Interesting article in HR Magazine reports on a skills shortage being experienced in the job market. This is something we are starting to experience here at Grafton Haymes, with a number of clients we are working for…….
“Job vacancies in England have returned to pre-recession levels, but economic recovery will be impeded by a lack of recruits with appropriate skills, Government research suggests.
A study published by the UK Commission for Employment and Skills (UKCES ) warned that skills shortage vacancies are growing at twice the rate of jobs. It recorded 559,600 job vacancies in England between March and July 2013, up 45% from 2009.
But the amount of skills shortage vacancies created nearly doubled over the same period, increasing from 63,100 to 124,800.
More than 90,000 employers contributed to the Employer Skills Survey. Their evidence suggests skills shortage vacancies account for more than a fifth of all vacancies (22%).
Confederation of British Industry director for employment and skills Neil Carberry said the findings suggested skills gaps in science, technology, engineering and maths needed to be addressed urgently.
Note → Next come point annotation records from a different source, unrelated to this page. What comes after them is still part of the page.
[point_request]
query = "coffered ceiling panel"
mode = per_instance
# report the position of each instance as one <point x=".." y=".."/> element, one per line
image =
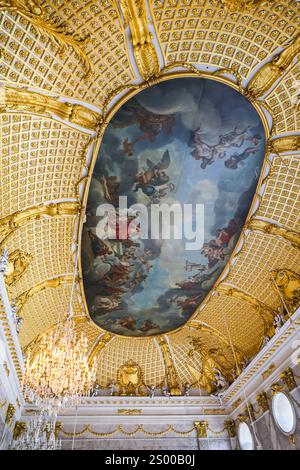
<point x="87" y="60"/>
<point x="77" y="51"/>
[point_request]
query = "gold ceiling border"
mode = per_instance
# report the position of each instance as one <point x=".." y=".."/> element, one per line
<point x="60" y="32"/>
<point x="14" y="99"/>
<point x="23" y="298"/>
<point x="266" y="313"/>
<point x="165" y="75"/>
<point x="272" y="228"/>
<point x="242" y="5"/>
<point x="10" y="223"/>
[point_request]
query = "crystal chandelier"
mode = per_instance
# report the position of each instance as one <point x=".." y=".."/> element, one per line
<point x="39" y="434"/>
<point x="60" y="373"/>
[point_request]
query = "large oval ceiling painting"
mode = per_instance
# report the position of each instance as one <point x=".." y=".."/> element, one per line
<point x="171" y="189"/>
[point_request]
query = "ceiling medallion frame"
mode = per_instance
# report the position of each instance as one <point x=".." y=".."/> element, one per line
<point x="165" y="75"/>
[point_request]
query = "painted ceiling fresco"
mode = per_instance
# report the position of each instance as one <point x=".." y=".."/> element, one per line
<point x="187" y="141"/>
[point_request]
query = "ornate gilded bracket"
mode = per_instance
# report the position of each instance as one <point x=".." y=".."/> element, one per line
<point x="171" y="374"/>
<point x="201" y="428"/>
<point x="265" y="312"/>
<point x="99" y="346"/>
<point x="12" y="99"/>
<point x="267" y="75"/>
<point x="57" y="29"/>
<point x="274" y="229"/>
<point x="12" y="222"/>
<point x="18" y="262"/>
<point x="52" y="283"/>
<point x="230" y="428"/>
<point x="135" y="16"/>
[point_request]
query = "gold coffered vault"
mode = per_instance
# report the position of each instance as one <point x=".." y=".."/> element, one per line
<point x="66" y="67"/>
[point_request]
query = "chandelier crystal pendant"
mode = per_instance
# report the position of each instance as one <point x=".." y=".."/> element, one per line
<point x="40" y="434"/>
<point x="60" y="373"/>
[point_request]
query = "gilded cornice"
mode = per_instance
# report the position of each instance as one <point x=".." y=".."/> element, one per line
<point x="49" y="283"/>
<point x="55" y="27"/>
<point x="9" y="224"/>
<point x="267" y="75"/>
<point x="135" y="16"/>
<point x="13" y="99"/>
<point x="273" y="229"/>
<point x="286" y="143"/>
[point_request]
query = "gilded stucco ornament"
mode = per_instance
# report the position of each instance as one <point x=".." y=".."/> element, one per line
<point x="130" y="379"/>
<point x="201" y="428"/>
<point x="58" y="30"/>
<point x="218" y="368"/>
<point x="262" y="402"/>
<point x="171" y="374"/>
<point x="288" y="379"/>
<point x="10" y="413"/>
<point x="4" y="260"/>
<point x="18" y="262"/>
<point x="100" y="345"/>
<point x="135" y="15"/>
<point x="13" y="99"/>
<point x="287" y="283"/>
<point x="267" y="75"/>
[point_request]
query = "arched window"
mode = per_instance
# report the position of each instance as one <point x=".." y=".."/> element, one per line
<point x="284" y="413"/>
<point x="245" y="437"/>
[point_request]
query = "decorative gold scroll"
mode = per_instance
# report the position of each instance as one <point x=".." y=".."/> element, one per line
<point x="135" y="15"/>
<point x="51" y="283"/>
<point x="265" y="312"/>
<point x="285" y="144"/>
<point x="100" y="345"/>
<point x="14" y="221"/>
<point x="18" y="262"/>
<point x="13" y="99"/>
<point x="274" y="229"/>
<point x="267" y="75"/>
<point x="171" y="374"/>
<point x="58" y="30"/>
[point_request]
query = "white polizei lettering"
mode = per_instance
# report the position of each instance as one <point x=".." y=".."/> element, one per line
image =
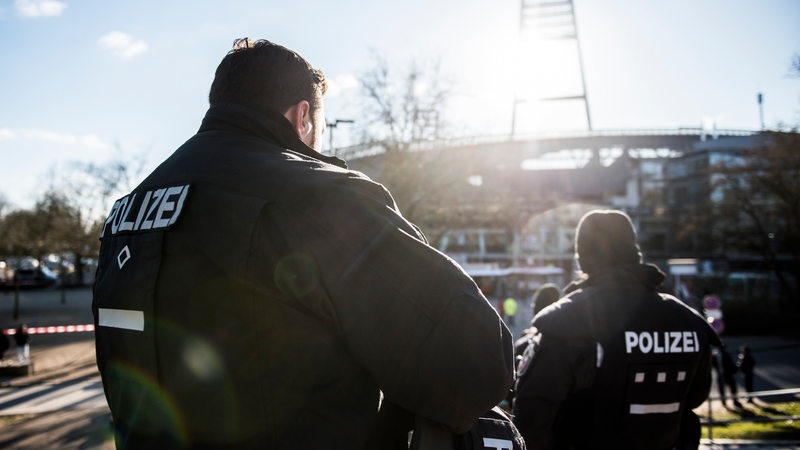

“We must expand access to high quality apprenticeships and other ‘learn while you earn’ schemes and ensure that these meet the needs of both businesses and employees,” he said.
“To equip young people with the knowledge they need, there must also be a sea change in the quality of careers advice in schools, so they are more aware of the opportunities and rewards of working in key sectors which face skills shortages.”
UKCES commissioner and managing director of the UK rail business design, engineering and project management consultancy Atkins, Douglas McCormick, advised businesses to “start thinking about planning their talent pipeline now” and not wait “until they are unable to fulfil contracts because of a lack of skilled staff”.
He commented on results in the study that showed almost half of employers across the UK (48%) had recruited people with higher levels of skills and knowledge than required for the job.
“Under-using people’s skills like this risks a bored and demotivated workforce,” said McCormick. “By providing high-quality and job-specific training, businesses can make sure they have the skilled workforce they need, as well as inspiring loyalty and keeping their staff motivated.”
The report found trades such as plumbing, health and social care were more likely to experience a skills shortage.”